Direct Flooring invites retail traffic, invests in Rossville Boulevard area

Staff Photo by Robin Rudd / Staff Photo by Robin Rudd / Jordan Parker in the Direct Flooring showroom. Parker is third-generation in the flooring industry. At the age of 10, he began working for his grandfather, Barney Solomon, for $1 an hour. He recently opened Direct Flooring to the public, his own business off Rossville Boulevard, and supports the Boulevard Project by giving a percentage of weekend rug sales to efforts to improve the area.
Staff Photo by Robin Rudd / Staff Photo by Robin Rudd / Jordan Parker in the Direct Flooring showroom. Parker is third-generation in the flooring industry. At the age of 10, he began working for his grandfather, Barney Solomon, for $1 an hour. He recently opened Direct Flooring to the public, his own business off Rossville Boulevard, and supports the Boulevard Project by giving a percentage of weekend rug sales to efforts to improve the area.

Jordan Parker remembers precisely – very precisely – when and where he decided what to do with his life.

"I remember being in an accounting class my sophomore year at Appalachian State [University]," he recalls. "I turned to a friend of mine and said, out loud, 'I know what I'm going to do next, and it's going to be in the carpet business.'"

Parker was as good as his word. He launched Direct Flooring just off Rossville Boulevard in 2004, and recently opened its doors to the public.

"It's gone incredibly well," he says. "The community's been incredibly supportive."

The decision Parker announced in his accounting class didn't exactly come from left field.

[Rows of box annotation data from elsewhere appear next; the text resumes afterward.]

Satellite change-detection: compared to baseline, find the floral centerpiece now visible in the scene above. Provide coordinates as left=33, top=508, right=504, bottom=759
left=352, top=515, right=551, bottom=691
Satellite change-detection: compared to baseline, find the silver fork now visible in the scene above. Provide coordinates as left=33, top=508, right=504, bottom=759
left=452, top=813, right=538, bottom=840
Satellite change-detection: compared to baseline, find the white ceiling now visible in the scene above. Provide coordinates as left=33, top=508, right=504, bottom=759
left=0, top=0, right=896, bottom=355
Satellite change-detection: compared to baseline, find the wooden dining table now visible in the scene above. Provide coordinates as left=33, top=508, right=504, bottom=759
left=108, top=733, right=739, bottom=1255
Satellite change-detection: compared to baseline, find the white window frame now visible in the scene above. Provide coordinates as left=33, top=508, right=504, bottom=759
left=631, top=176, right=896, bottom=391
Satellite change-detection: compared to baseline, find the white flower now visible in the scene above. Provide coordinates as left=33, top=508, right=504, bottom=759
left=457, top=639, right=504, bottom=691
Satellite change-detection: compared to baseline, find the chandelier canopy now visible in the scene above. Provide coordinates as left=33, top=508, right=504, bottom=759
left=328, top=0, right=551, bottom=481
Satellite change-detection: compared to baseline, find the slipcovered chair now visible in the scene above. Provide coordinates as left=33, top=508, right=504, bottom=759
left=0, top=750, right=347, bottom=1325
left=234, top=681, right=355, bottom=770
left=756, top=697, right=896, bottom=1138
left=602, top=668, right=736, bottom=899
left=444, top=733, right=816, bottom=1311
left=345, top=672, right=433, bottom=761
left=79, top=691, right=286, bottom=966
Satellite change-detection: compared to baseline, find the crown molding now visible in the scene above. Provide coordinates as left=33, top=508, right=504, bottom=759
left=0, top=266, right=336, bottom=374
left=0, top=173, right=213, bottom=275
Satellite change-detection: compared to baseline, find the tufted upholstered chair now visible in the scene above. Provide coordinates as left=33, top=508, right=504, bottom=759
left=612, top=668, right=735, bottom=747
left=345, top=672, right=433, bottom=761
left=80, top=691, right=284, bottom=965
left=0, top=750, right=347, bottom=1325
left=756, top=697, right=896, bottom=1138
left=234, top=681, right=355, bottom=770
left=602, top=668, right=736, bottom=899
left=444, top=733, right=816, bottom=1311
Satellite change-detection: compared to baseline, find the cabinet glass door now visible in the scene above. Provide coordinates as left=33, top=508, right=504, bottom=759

He started working at age 10 at an East Ridge carpet store owned by his grandfather, Barney Solomon.

"I got a buck an hour," Parker recalls. "[Solomon] got pretty big during the pioneering days of carpet in the 1950s and 1960s. He had a pretty large operation in Dalton, then opened a few retail stores in Chattanooga.

"Carpet is in my blood," Parker says. "I knew from a young age that I was an entrepreneur at heart."

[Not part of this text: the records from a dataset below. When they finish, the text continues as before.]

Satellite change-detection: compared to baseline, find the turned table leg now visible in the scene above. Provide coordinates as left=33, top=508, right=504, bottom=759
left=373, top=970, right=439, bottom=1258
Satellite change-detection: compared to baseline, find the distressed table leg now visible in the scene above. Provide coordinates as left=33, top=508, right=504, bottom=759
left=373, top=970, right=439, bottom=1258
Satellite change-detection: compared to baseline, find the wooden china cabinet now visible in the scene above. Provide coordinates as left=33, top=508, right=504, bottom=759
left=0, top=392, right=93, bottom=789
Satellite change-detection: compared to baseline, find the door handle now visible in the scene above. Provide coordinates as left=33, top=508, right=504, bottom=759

Shortly after the last of his grandfather's stores had closed, Parker opened Direct Flooring with an eye toward selling to builders, remodelers and real-estate investors.

"The idea was to keep the overhead extremely low, cut expenses and pass on those savings," he says. "We also developed multiple crews of installers, and we've had three of those crews since the beginning – that's unusual in this business."

Direct Flooring

* Address: 4707 English Ave.* Opened: 2004* Online: parkersdirectflooring.com* Employees: 14

Last year, in the midst of the COVID-19 pandemic, Parker decided to start work toward adding an open-to-the-public retail operation and area rugs to his product offerings.

"We started modifying the building a year ago," he says. "It was a heavy risk – a lot of investment in an uncertain time. A lot of that was based on my intuition, but I felt we were making the right moves."

Parker says Direct Flooring struggled at times during the pandemic, but managed to weather the worst. By January, he adds, "things started looking a lot brighter."

"Real estate is booming now, but I've been through this cycle before – we know we won't always be this busy. We're working hard to get as much done as we can."

Parker cites two particular reasons for adding a retail aspect to his business. One is his mission to make the area where Direct Flooring is located, just off Rossville Boulevard, more of a "destination." He supports the Boulevard Project, a group dedicated to revitalization of the area, by donating a percentage of weekend rug sales, Parker says.

"We wanted to broaden our community impact by seeing and meeting more people," he says. "People appreciate that we're doing a family-friendly retail business, and we're humbled by that."

And Parker looks forward to seeing whether history might repeat itself. Just as he spent lots of time at one of his grandfather's stores, so do his kids, 11-year-old Lilah and Aaron, 9, at Direct Flooring.

"They're very different," Parker says. "There's something about the mechanics of making a deal work, start to finish, that my son enjoys. My daughter really enjoys the aesthetic – marketing, how things look. She's constantly giving me feedback.

"But one reason I wanted to get into an open-to-the-public operation is that I wanted them to see how a good, family-friendly retail operation can be a wonderful service to a community," Parker says.